Рязанцев прислушивался все внимательнее; когда же телефонистка кончила разговор, вошел в помещение и спросил:
— Вот Парамонов Алексей Петрович — это и есть директор мараловодческого совхоза?
— Он и есть! — кивнула телефонистка, старательно наклеивая большие марки на маленький треугольный конверт. Она была здесь за всех: и принимала почту, и отправляла ее, и работала на коммутаторе.
— Высокий такой, да?
— Куда выше!
— Белый? Немного, кажется, кудрявый?
— Почему это немного? Нормально кудрявый!
Рязанцев снова вышел на крыльцо, встал на ступеньку и облокотился на перила.
— А знаете, Михаил Михайлович, кажется, обнаружился у меня здесь знакомый.
Михаил Михайлович слышал разговор Рязанцева с телефонисткой и ответил:
— Не знаю, знакомы вы с Парамоновым или нет, а я знаком.
— Да… в прошлом году поругались.
— Вот как… Чего же вам было делить?
— Хотел в маральнике побывать… Посмотреть, как на пастбище восстанавливается лиственница. Не пустил. Карантин, еще какие-то законы.
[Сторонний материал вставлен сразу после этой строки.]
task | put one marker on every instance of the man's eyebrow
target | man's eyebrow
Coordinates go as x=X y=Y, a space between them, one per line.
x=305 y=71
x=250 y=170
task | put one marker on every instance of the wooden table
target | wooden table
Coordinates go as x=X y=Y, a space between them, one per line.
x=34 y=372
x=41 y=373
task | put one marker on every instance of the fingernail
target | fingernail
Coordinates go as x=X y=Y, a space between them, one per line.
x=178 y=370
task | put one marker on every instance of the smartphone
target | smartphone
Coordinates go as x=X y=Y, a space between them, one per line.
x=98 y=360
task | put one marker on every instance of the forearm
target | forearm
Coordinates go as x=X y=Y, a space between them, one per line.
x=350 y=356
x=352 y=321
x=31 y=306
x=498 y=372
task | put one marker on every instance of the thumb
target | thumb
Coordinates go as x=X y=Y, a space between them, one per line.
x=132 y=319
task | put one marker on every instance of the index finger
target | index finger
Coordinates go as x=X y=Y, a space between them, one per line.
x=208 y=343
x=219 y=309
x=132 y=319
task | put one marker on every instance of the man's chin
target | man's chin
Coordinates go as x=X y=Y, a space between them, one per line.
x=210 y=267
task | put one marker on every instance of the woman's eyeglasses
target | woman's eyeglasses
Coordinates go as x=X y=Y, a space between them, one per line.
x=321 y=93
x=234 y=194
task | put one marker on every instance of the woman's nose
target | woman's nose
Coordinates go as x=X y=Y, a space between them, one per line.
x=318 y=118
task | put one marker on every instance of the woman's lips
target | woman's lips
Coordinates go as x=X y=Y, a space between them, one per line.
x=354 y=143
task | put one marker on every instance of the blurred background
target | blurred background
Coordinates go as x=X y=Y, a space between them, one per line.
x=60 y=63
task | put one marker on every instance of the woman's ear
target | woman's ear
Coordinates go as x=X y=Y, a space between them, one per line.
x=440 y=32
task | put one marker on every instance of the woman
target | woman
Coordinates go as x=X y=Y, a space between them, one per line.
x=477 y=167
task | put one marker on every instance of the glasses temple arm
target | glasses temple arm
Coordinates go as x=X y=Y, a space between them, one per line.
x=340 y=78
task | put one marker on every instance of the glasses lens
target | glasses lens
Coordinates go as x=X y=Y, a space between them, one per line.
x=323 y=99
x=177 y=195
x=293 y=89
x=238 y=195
Не пустил.
— Ученик мой…
И Рязанцев снова вошел в «главпочтамт», попросил телефонистку соединить его с директором совхоза.
— Маралосовхоз слушает! — прогудел в трубку внушительный и, должно быть, хорошо знающий себе цену бас.
— Вы товарищ Парамонов?
— Кто спрашивает?
Рязанцев назвал себя:
— Помните такого? На курсах встречались.
Бас осел, замолк, потом быстро-быстро и совсем с другой интонацией заговорил:
— Товарищ Рязанцев? Николай Иванович! Что вы! Неужели думаете, я вас забыл?
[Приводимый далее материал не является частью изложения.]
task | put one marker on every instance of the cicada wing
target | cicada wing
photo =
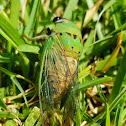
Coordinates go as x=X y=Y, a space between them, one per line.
x=59 y=72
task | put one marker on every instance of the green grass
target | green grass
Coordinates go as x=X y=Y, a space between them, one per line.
x=102 y=85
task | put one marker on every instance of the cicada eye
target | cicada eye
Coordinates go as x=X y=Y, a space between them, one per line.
x=57 y=20
x=74 y=36
x=48 y=31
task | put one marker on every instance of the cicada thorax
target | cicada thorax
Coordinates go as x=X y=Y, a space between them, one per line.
x=61 y=70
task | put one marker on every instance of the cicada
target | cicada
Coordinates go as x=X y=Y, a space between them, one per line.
x=63 y=47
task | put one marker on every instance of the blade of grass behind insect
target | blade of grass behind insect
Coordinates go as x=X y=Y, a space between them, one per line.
x=15 y=81
x=119 y=78
x=2 y=104
x=47 y=45
x=116 y=19
x=100 y=118
x=32 y=19
x=4 y=58
x=113 y=55
x=9 y=32
x=14 y=12
x=32 y=117
x=119 y=112
x=107 y=115
x=70 y=7
x=92 y=11
x=95 y=18
x=14 y=16
x=5 y=114
x=108 y=5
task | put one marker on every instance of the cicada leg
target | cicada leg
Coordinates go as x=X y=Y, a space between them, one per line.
x=37 y=34
x=35 y=38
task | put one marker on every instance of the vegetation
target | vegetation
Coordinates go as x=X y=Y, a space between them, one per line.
x=102 y=65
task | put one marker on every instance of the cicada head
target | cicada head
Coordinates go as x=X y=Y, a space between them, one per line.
x=70 y=37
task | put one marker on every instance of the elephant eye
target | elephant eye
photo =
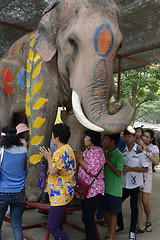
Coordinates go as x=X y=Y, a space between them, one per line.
x=73 y=43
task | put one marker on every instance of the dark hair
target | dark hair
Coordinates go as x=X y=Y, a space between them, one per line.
x=10 y=138
x=115 y=137
x=151 y=133
x=140 y=129
x=95 y=137
x=62 y=131
x=126 y=132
Потом Рязанцев и Лопарев, стоя на ступеньках крыльца, обсуждали предстоящую встречу и ждали машину из мараловодческого совхоза, которую Парамонов обещал прислать за ними.
Лопарев твердил:
— Поедем, но я поругаюсь. Уж это точно. Еще — проберусь в маральник, спилю там две-три лиственницы!
— Это зачем?
— Узнаю возраст самых молодых деревьев и было ли возобновление после закладки маральника. Так вы говорите, учили его?
— Было такое. На курсах.
— Его бы в армии учить Рядовым. У сверхсрочного старшины. Вот вышел бы порядочек — железобетонный!
Рязанцев усмехнулся, Михмих встал ступенькой выше, руки засунул в карманы.
— С закрытыми глазами скажу — учился он посредственно. Так?
— Что ж из того?
— Курсанты его не любили. Так?..
— Может быть…
— Преподаватели тоже.
— Как сказать…
— Чего тут говорить, разве что один вы ему только и потрафляли…
— Не то слово…
— Покровительствовали…
— Вы так думаете?
— И думать нечего: ясно!
— Знаете, дорогой Михмих, должно быть, всех люден, независимо ог профессий, можно разделить на педагогов и непедагогов…
— Тоже ясно, — кивнул Михмих, вынул одну руку из кармана и показал на Рязанцева: — Педагог! — Потом себя ткнул в грудь: — Непедагог!
Тут подбежал «козлик», лихо развернулся, уткнувшись в пыльный хвост, который сам волочил за собою, и чернобровый солидный шофер спросил:
— Товарищ Рязанцев который будете? Николай Иванович?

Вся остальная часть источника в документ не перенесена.